FCC fines AT&T $25 million for data breach affecting 280,000 customers

After employees at its call centers swiped personal info of nearly 280,000 customers, AT&T has to pay $25 million to settle with the FCC. The fine is a result of the carrier's "consumer privacy violations" at call centers in Mexico, Colombia and the Philippines, where employees nabbed names, social security numbers and account info without proper authorization. Stolen data was used to request unlock codes, which were then provided to a third party dealing in stolen and "secondary market" handsets. "As today's action demonstrates, the Commission will exercise its full authority against companies that fail to safeguard the personal information of their customers," said FCC Chairman Tom Wheeler. In addition to the hefty fine, AT&T must notify all affected customers, in addition to providing credit monitoring services for those included in breaches in both Colombia and the Philippines. It must also appoint a senior compliance manager to keep an eye on things and file regular security reports with the FCC.

[Image credit: Andrew Harrer/Bloomberg via Getty Images]
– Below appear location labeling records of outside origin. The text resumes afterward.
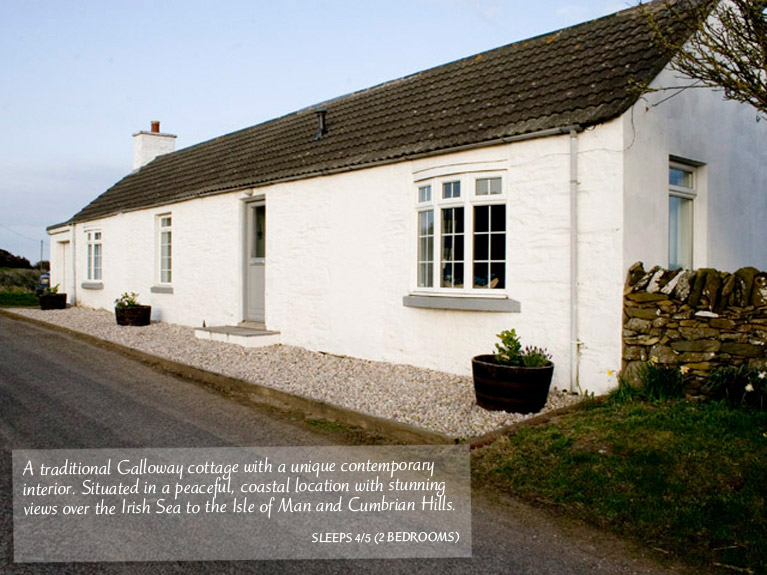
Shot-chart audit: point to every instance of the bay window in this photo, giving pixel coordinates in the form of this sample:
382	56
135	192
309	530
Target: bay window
94	254
682	194
469	253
We reached out to AT&T for a word on the matter, and the company says it already updated policies, including cutting ties with vendors as needed. Here's the full statement:

Protecting customer privacy is critical to us. We hold ourselves and our vendors to a high standard. Unfortunately, a few of our vendors did not meet that standard and we are terminating vendor sites as appropriate. We've changed our policies and strengthened our operations. And we have, or are, reaching out to affected customers to provide additional information.